Of the total pDDIs identified majority were of moderate severity. A study by Herrlinger and Vonbach reported interactions in cardiac failure patients and highlighted that more than 90% of interactions were of moderate or major in severity, a result that is very similar to the present study.25, 26
Of the pDDIs identified, 52% were of delayed onset in nature. This implies that even if there was an interaction occurring during the concomitant administration, it may not manifest itself immediately. If these combination of drugs were to be continued on an outpatient basis, this could potentially lead to decreased efficacy leading to therapeutic failures or potential for delayed adverse events. Hence the duration of concomitant drug use should also be taken into account when prescribing relevant interacting drugs.
Of the pDDIs observed, majority were of pharmacodynamic in nature followed by pharmacokinetic interactions. These findings are in contrast to the study reported by Vonbach and Aparasu who reported 76% of pharmacokinetic and 22% of pharmacodynamic interactions.21, 26
Patients in the age group of >80 years had higher percentage of pDDIs. Since this age group usually has many intercurrrent illnesses, they might be subject to polypharmacy which increases the chances for pDDIs. In many of the reported studies, age more than 60 was reported as an independent risk factor for pDDIs.19, 26, 27
The average number of drugs prescribed per patient for the study population was 10.23±4.76 (range 2-24). It was seen that there is a linear increase in the percentage incidence of drug interactions with an increase in the number of drugs prescribed to the patient. There was a statistically significant (r- 0.99, p<0.0001) correlation between number of drug prescribed to the occurrence of pDDIs in the patients. The present study substantiates the similar reports by other authors.19, 21, 25, 27
The average duration of hospital stay in the current study was 5.54±3.76 days (range 2-35) days. It was also seen that there is preponderance for increased incidence of pDDIs in the population as the duration of stay increases. A linear correlation was found (r= 0.69, and p<0.0173) between length of stay and percentage of drug interactions. Available studies also have shown that increased length of stay increases the probability of occurrences pDDIs.22 This might be because the chance of getting multiple drug increases with longer stays in the hospital which in turn increase the risk for pDDIs.

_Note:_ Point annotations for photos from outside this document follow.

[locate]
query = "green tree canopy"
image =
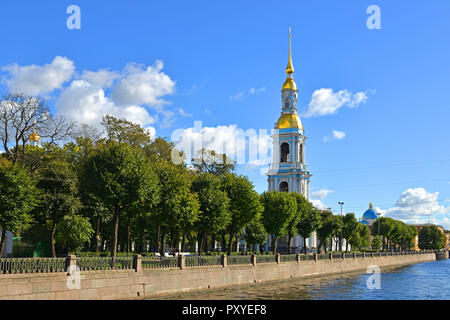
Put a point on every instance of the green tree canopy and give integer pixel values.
(431, 238)
(244, 205)
(279, 209)
(18, 197)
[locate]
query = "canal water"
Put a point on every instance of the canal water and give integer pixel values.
(426, 280)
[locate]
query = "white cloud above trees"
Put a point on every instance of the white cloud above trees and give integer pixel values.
(325, 101)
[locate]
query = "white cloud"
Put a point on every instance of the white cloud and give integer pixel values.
(184, 113)
(36, 80)
(338, 135)
(237, 96)
(141, 85)
(87, 103)
(319, 205)
(416, 205)
(102, 78)
(322, 193)
(245, 147)
(256, 91)
(324, 101)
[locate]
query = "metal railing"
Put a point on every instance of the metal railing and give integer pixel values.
(239, 260)
(104, 263)
(196, 261)
(307, 257)
(288, 257)
(323, 256)
(159, 262)
(31, 265)
(265, 258)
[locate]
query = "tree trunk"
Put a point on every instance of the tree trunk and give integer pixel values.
(52, 239)
(274, 245)
(163, 242)
(230, 245)
(128, 238)
(2, 242)
(115, 231)
(183, 242)
(289, 244)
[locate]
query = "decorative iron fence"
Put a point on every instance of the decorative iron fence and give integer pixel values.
(306, 257)
(265, 258)
(239, 260)
(32, 265)
(104, 263)
(288, 257)
(337, 256)
(195, 261)
(323, 256)
(159, 262)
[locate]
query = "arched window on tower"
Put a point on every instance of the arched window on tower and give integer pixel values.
(286, 103)
(300, 151)
(284, 187)
(284, 151)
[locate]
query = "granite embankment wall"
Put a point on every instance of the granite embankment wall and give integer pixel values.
(148, 283)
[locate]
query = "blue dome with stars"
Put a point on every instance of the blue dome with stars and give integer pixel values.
(370, 214)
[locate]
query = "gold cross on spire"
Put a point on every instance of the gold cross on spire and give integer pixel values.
(290, 67)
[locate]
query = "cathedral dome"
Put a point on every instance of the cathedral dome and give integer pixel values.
(288, 121)
(370, 214)
(289, 84)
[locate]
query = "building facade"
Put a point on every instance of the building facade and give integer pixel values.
(288, 171)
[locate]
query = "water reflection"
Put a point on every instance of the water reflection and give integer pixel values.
(427, 280)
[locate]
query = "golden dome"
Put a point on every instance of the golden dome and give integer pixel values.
(289, 84)
(288, 121)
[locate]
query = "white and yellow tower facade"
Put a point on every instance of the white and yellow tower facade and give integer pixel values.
(288, 171)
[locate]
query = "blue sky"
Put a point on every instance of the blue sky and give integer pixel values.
(223, 63)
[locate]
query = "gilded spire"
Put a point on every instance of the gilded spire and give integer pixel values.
(290, 67)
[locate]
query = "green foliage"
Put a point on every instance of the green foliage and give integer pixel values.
(244, 205)
(124, 131)
(376, 242)
(18, 196)
(330, 226)
(279, 209)
(74, 231)
(208, 161)
(255, 233)
(431, 238)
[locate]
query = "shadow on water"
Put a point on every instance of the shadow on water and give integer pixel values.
(426, 280)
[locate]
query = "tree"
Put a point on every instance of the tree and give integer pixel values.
(59, 185)
(309, 219)
(120, 176)
(18, 197)
(244, 205)
(178, 208)
(431, 238)
(349, 228)
(329, 225)
(214, 203)
(73, 232)
(255, 233)
(209, 161)
(376, 242)
(19, 115)
(124, 131)
(279, 210)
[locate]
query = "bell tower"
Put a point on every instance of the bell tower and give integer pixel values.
(288, 171)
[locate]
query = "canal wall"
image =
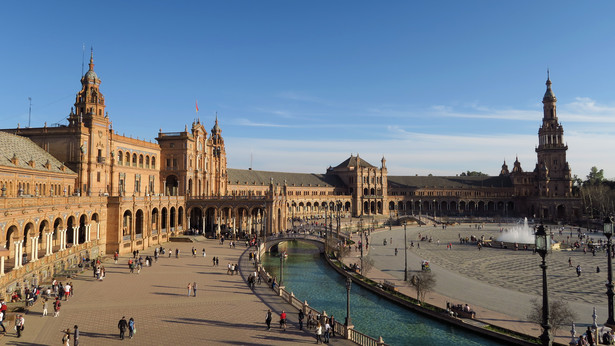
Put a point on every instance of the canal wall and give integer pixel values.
(434, 313)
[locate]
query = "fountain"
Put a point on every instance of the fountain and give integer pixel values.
(521, 234)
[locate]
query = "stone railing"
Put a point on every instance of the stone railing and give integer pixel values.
(340, 329)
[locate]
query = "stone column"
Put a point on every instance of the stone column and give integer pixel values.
(75, 235)
(20, 250)
(49, 248)
(34, 241)
(63, 238)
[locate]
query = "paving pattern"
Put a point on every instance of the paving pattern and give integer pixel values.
(225, 310)
(500, 284)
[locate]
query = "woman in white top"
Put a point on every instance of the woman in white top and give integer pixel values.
(318, 333)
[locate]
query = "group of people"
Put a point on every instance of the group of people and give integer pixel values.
(123, 325)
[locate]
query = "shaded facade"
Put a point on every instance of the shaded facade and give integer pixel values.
(80, 190)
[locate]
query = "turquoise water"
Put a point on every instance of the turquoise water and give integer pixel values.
(310, 278)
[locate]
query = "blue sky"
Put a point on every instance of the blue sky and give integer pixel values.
(436, 87)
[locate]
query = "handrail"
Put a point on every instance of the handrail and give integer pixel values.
(339, 328)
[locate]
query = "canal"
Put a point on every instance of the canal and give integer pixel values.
(310, 278)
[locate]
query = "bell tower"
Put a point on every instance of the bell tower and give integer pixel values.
(554, 177)
(89, 103)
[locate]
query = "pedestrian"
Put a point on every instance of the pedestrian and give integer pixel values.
(301, 317)
(76, 336)
(122, 325)
(19, 325)
(283, 320)
(268, 319)
(56, 307)
(45, 307)
(578, 270)
(2, 321)
(66, 337)
(131, 327)
(318, 333)
(327, 332)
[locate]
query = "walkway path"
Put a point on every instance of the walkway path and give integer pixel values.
(498, 284)
(225, 310)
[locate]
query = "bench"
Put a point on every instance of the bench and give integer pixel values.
(389, 286)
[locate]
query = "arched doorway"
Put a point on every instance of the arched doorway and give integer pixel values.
(171, 186)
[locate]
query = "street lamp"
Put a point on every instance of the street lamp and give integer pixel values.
(405, 254)
(608, 232)
(543, 245)
(348, 285)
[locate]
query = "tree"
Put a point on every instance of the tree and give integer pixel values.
(423, 282)
(473, 174)
(559, 314)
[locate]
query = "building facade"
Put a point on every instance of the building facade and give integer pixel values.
(77, 191)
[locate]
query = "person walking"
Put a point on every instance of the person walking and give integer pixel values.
(2, 314)
(19, 325)
(319, 333)
(131, 327)
(301, 317)
(122, 325)
(66, 337)
(283, 320)
(56, 307)
(268, 319)
(76, 336)
(327, 332)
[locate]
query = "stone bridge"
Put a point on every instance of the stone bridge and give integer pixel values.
(274, 241)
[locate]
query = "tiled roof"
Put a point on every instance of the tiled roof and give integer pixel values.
(354, 161)
(25, 150)
(448, 182)
(251, 177)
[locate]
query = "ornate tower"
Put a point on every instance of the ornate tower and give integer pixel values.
(216, 175)
(89, 103)
(553, 177)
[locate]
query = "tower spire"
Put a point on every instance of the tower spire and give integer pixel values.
(91, 58)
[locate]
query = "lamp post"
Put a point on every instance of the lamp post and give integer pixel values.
(543, 245)
(281, 269)
(348, 285)
(405, 254)
(608, 232)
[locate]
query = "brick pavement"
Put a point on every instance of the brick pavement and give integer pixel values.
(225, 310)
(499, 284)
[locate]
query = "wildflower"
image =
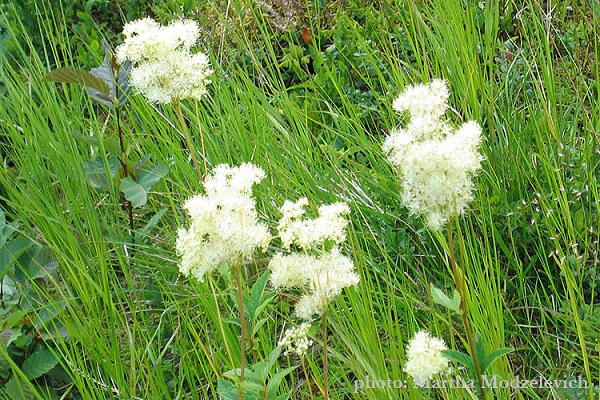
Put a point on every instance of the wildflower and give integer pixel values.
(165, 69)
(330, 225)
(296, 340)
(425, 358)
(435, 161)
(323, 277)
(224, 228)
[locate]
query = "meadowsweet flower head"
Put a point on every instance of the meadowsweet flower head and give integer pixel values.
(296, 340)
(224, 228)
(323, 277)
(308, 233)
(435, 161)
(424, 357)
(164, 68)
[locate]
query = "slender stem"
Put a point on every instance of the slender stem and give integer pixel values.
(123, 160)
(325, 357)
(201, 141)
(307, 375)
(459, 281)
(240, 299)
(188, 139)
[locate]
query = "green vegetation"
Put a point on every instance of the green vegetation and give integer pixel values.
(92, 304)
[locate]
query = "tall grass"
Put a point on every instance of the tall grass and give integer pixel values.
(134, 328)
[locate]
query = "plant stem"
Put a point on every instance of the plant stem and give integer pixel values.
(240, 299)
(459, 281)
(122, 159)
(188, 139)
(307, 375)
(325, 357)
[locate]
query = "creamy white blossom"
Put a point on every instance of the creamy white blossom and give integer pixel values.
(435, 161)
(296, 340)
(424, 357)
(164, 67)
(224, 227)
(323, 277)
(307, 233)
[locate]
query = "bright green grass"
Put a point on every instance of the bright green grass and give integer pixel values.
(136, 329)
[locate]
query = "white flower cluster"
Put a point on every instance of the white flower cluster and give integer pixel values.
(296, 340)
(435, 161)
(224, 227)
(324, 276)
(424, 357)
(165, 69)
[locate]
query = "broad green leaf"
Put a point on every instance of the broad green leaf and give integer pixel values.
(258, 325)
(6, 336)
(226, 390)
(38, 364)
(276, 379)
(151, 174)
(253, 302)
(134, 192)
(140, 164)
(440, 298)
(78, 76)
(489, 359)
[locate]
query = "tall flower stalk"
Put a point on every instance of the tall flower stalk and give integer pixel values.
(436, 163)
(317, 266)
(224, 231)
(165, 70)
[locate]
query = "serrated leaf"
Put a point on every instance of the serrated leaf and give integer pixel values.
(5, 336)
(133, 192)
(253, 303)
(151, 174)
(38, 364)
(78, 76)
(258, 325)
(275, 381)
(226, 390)
(439, 297)
(490, 358)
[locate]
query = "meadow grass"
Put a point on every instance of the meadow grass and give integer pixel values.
(127, 325)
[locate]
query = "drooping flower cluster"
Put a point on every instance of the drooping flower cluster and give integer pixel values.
(323, 275)
(224, 228)
(164, 67)
(296, 340)
(435, 161)
(424, 357)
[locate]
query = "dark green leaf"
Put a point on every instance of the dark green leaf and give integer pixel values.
(74, 75)
(140, 164)
(253, 302)
(38, 364)
(275, 381)
(151, 174)
(227, 390)
(134, 192)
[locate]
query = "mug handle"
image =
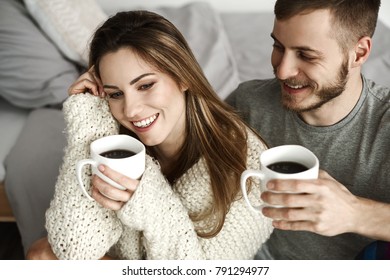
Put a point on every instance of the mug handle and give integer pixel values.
(244, 176)
(79, 168)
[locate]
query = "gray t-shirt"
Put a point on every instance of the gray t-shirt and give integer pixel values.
(355, 151)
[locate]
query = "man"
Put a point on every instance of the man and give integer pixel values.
(320, 100)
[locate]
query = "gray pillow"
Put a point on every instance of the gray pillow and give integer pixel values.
(33, 73)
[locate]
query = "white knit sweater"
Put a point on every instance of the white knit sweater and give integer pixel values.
(154, 223)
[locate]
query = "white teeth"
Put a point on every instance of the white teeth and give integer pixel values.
(145, 123)
(295, 86)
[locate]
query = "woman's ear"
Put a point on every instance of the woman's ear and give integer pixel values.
(361, 51)
(183, 88)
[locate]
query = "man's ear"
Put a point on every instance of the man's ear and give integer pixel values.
(361, 51)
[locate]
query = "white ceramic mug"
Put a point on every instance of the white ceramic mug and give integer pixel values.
(132, 166)
(272, 166)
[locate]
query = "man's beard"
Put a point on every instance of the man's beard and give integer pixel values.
(326, 94)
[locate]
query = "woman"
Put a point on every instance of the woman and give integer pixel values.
(188, 204)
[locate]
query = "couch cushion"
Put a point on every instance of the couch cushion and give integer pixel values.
(68, 23)
(33, 73)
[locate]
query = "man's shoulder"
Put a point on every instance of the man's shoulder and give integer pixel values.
(380, 92)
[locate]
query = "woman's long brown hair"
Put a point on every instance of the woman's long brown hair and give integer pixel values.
(213, 130)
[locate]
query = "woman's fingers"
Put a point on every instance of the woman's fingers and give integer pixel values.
(87, 82)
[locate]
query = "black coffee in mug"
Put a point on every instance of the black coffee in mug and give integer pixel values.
(287, 167)
(119, 153)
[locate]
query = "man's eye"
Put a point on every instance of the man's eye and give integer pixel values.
(305, 57)
(146, 86)
(115, 95)
(278, 47)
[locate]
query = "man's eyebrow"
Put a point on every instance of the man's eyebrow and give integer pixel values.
(132, 82)
(300, 48)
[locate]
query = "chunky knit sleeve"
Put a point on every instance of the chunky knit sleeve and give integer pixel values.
(162, 213)
(77, 227)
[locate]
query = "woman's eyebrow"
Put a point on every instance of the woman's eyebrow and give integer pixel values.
(132, 82)
(140, 77)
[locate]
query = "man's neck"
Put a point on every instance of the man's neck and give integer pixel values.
(338, 108)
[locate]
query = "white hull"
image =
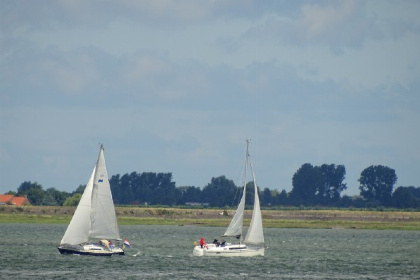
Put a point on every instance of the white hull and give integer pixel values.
(232, 250)
(90, 249)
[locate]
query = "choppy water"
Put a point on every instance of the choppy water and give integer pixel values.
(28, 251)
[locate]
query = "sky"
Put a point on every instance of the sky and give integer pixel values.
(178, 86)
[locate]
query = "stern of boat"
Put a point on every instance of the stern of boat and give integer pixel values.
(198, 251)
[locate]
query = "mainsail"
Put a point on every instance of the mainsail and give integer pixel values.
(255, 234)
(103, 219)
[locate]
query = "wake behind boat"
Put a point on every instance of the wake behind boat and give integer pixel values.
(253, 244)
(94, 219)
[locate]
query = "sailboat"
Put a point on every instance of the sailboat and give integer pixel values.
(94, 219)
(253, 244)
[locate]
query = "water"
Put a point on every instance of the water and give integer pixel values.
(28, 251)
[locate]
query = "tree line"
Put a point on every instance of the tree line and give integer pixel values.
(311, 186)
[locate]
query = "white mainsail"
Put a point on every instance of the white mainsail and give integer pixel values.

The class of drugs most commonly involved in pDDIs according to the anatomical therapeutic code (ATC Code) were antiplatelets, anticoagulants and diuretics. These three classes together accounted for 71% of the identified pDDIs. This might be due frequent use of this drug class among the cardiac patients in the present study. This study found an increased risk of bleeding associated with pDDIs among patients prescribed thrombolytic agents. The increased risk was observed when aspirin was combined with other thrombolytic agents. It was found that aspirin was involved in total of 44.84% (174) of pDDIs, which was slightly more than the reported incidence by other authors.26, 28, 29
Proper management of DDIs is based on recognition the pDDIs and consequently taking the suitable measures like therapeutic drug monitoring and dose adjustment, inclusion of protective agents like omeprazole for gastric protection to reduce the likelihood of an adverse outcome.26 Most of the interacting combinations in present study like aspirin/heparin, clopidogrel/heparin, heparin/warfarin, heparin/streptokinase might increase the risk of bleeding. There is a need for proper monitoring of PT, aPTT, and INR in patients with these combinations. The actual interactions observed also reflected this with more bleeding incidents involving anti-coagulants like heparin and warfarin.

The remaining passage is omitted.